Wednesday 

Room 4 

16:20 - 17:20 

(UTC+02

Talk (60 min)

Inside Today’s AI-Accelerated Software Supply Chain Attacks

In 2026, software supply chain attacks grew dramatically in scale and sophistication.

Security
AI
DevOps

The Aikido Security research team was the first to uncover several of the most impactful incidents, including the Shai-Hulud self-propagating worm, the largest mass compromise of npm packages involving debug and chalk, and the backdooring of an official XRP cryptocurrency SDK. Together, these discoveries revealed that supply chain attacks are no longer isolated events, but carefully engineered campaigns designed to scale.

Attackers are also increasingly leveraging artificial intelligence as part of this evolution. We’ve seen early signs of this in real-world incidents, including prompt injection attacks delivered through CI/CD pipelines, impacting multiple Fortune 500 companies. including Google.

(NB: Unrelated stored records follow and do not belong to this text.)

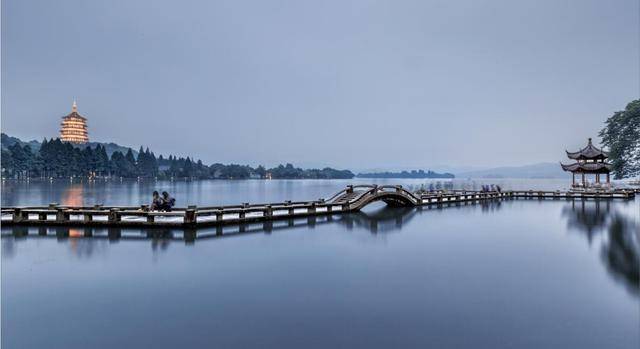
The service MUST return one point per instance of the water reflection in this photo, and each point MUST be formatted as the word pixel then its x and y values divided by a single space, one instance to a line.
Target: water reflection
pixel 620 248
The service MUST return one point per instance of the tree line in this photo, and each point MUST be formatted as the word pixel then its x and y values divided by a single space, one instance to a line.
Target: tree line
pixel 622 135
pixel 57 159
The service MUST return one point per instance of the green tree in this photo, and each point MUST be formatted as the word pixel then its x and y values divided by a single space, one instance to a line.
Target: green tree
pixel 622 135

This talk breaks down why attackers increasingly target the software supply chain and what makes it such a powerful leverage point. We’ll examine the anatomy of modern supply chain attacks, including how attackers gain initial access to trusted packages, workflows, and extension ecosystems; how they move laterally by harvesting tokens and abusing CI/CD systems; and what their ultimate objectives are. We’ll also explore why certain ecosystems, such as package registries and IDE extensions, are especially vulnerable, why detecting malicious behavior remains so difficult, and what practical steps organizations and the broader community can take to raise the bar against these threats.

Mackenzie Jackson

Mackenzie is a developer advocate with a passion for DevOps and code security. As the co-founder and former CTO of a health tech startup, he learnt first-hand how critical it is to build secure applications with robust developer operations.
Today as the Developer Advocate at GitGuardian, Mackenzie is able to share his passion for code security with developers and works closely with research teams to show how malicious actors discover and exploit vulnerabilities in code.